Despite the fact that women now make up 47 percent of the U.S. workforce, according to a 2015 brief from the White House Council of Economic Advisors, in 2013 the median income for a full-time female employee was only 78 percent of that of a man in the same situation. The brief also considered factors beyond compensation and found that women are less likely to have health insurance, less likely to be offered retirement benefits and less likely to have access to paid leave.
Compliance with legislation designed to address the gender pay gap in the U.S. is critical.
Here's what you need to know to get ahead of the curve.
In 2015, seven states passed laws designed to promote equal pay: California, Connecticut, Delaware, Illinois, New York, North Dakota and Oregon. The amended California Fair Pay Act SB 358, for example, specifies that employers demonstrate that employees doing "substantially similar" work are paid the same. Employers are not permitted to discourage discussion of compensation or to retaliate against employees who have claimed pay discrimination. Employers must keep records for three years, and cannot use location as a sole rationale for a pay differential.

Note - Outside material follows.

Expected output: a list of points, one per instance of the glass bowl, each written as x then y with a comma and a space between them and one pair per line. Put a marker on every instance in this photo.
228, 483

Wage secrecy is thought to be one of the causes for the pay disparity. The New York law is one of several state laws that discourage wage secrecy, and some states, like Michigan, have had laws prohibiting wage secrecy on the books since the 1980s.
The Lilly Ledbetter Fair Pay Act was the first legislation signed by Barack Obama when he took office. The Fair Pay Act discourages employers from running out the legal clock by concealing discriminatory pay. The Obama Administration has also announced that it would be taking executive action to require employers to report more about how much they pay workers — identified by race, ethnicity and gender.
On top of that the Equal Employment Opportunity Commission (EEOC) has proposed a requirement that employers with 100+ employees report both demographics and pay data. The proposal is currently in a comment period, but if approved, employers will need to report that data beginning in September 2017 using pay period data from the summer of 2017. (See the proposed EEO-1 form).
Midsize firms, less likely to have a dedicated, official EEO function, should still be aware of regulation intended to identify employment trends. The aforementioned EEO-1 report is required for employers with federal contracts valued at more than $50,000, or with 50 employees or more. Even employers with no federal business are required to file annually if they have at least 100 employees.
Midsized firms tend to have reduced Employment Practice Liability Insurance coverage than larger firms, according to Law and Policy, published by the University of Denver. Lacking this specialized assistance, midsized firms should consider putting additional effort into issues of gender pay to avoid possible litigation. Establishing a systematic approach to gender-neutral position descriptions and compensation policies are a good place to start for most midsized organizations.
Getting ahead compliance-wise should entail a confidential audit to identify roles, job classifications or promotion tendencies in your organization and highlight patterns of gender pay gaps and weak diversity.
Audit data can help HR move ahead with internal policies and recommendations for hiring managers outside HR. For example, according to The Atlantic, when the CEO of Salesforce commissioned a review of all 17,000 positions, he was shocked to find women's pay in the organization lagged behind men's. In response, Salesforce added $3M to the payroll in an attempt to pre-empt internal dissension and in deference to ongoing concerns about diversity and the gender pay gap in the tech sector.
For large enterprises, the impact will go far beyond HR. Serena Fong, VP at research firm Catalyst says on Shattering the Ceiling that initiatives should include not just HR, but mid-level managers. In addition to audits, HR will need effective compensation monitoring programs that collect data to support aggressive analytics to gain control of recruitment, position classification and promotion data and processes.
Some HR departments will read the tea leaves and take proactive steps. Some will not. Those who do will help their organization stay ahead of your competition and legislation, instead of lagging behind them.